Wife decided to relocate to Wixom, Michigan with the three youngest children and the record is unclear as to whether husband consented to this move. Nonetheless, wife and the three youngest children moved to Wixom, Michigan and on August 28, 1995, husband filed an emergency petition seeking to enjoin the permanent removal of the three youngest children to Michigan. A hearing on husband's petition was scheduled for September 1, 1995.

On September 1, 1995, wife, husband and respective counsel met in court and commenced two hours of negotiations in the hallway which formed the basis of the oral settlement agreement currently at issue. Instead of arguing the merits of husband's emergency petition to enjoin the removal of his children to Michigan, the parties and their counsel presented the terms of their oral settlement agreement to the trial court. During the course of this settlement hearing, both wife and husband agreed that the following terms comprised their agreement.

First, husband agreed to the removal of his three youngest children to Michigan subject to certain visitation terms. Second, husband agreed to pay $2,775 in unallocated support to wife for three years. The monthly support was deemed non-modifiable and non-reviewable and was taxable income to wife and a deductible expense to husband; however, wife would be able to claim the children as exemptions for federal and state income tax purposes. At the end of the three years, wife would cease to receive maintenance and, at that time, child support would be calculated using the guidelines enumerated in section 505(a)(1) of the Illinois Marriage and Dissolution of Marriage Act (the Act). 750 ILCS 5/505(a)(1) (West 1994).

The terms of the property division provision left wife with a Florida condominium, a parcel of land in Colorado, a 1989 Yamaha motorscooter and a 1989 GMC van.
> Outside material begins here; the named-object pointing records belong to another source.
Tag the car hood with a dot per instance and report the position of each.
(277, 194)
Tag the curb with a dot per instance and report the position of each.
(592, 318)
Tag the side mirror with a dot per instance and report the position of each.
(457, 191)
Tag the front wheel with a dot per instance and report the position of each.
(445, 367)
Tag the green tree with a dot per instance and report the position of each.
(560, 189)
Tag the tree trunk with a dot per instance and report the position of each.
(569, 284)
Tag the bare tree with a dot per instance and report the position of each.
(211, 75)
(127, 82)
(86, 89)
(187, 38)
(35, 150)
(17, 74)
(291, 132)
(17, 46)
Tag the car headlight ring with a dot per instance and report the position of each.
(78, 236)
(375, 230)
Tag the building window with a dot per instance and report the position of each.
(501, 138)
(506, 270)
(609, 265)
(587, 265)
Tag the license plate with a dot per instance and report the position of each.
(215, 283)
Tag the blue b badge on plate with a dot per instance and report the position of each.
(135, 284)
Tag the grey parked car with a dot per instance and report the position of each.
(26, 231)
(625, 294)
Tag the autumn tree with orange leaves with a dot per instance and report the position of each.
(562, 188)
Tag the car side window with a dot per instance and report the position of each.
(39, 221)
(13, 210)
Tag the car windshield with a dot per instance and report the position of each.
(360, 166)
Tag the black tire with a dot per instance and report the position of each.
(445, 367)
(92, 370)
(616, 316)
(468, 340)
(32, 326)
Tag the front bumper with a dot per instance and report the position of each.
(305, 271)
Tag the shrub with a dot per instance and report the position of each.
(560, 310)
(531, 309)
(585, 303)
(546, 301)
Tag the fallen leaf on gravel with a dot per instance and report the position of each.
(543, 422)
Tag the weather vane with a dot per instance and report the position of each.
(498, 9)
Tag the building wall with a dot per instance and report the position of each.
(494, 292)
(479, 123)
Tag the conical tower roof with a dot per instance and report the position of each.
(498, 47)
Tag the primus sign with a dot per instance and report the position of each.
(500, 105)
Husband's share of the property was the marital home, vacation property in Kankakee County and a 1989 radian motorcycle. Additionally, wife and husband agreed that each would receive the bank accounts, securities and individual retirement accounts in his or her possession. Further, husband had a tax deferred annuity account through his employer which, at the time of the judgment of dissolution, had a present day cash value of $116,000. Husband and wife agreed that after paying attorney fees, repaying a loan obtained from borrowing against an insurance policy and paying interest penalties and taxes, the remainder would be divided equally between them.

At the hearing wife testified that her goal was to become self-sufficient and, to this end, she was currently enrolled in a three year program to become a real estate broker in Wixom, Michigan. At the settlement hearing, wife engaged in the following testimony with her attorney and with the trial court:

MR. KOZLOWSKI [Counsel for wife]: And that's the agreement we worked out today in the hall, and we will reduce it to writing with the joint custody [agreement], and you're satisfied with that?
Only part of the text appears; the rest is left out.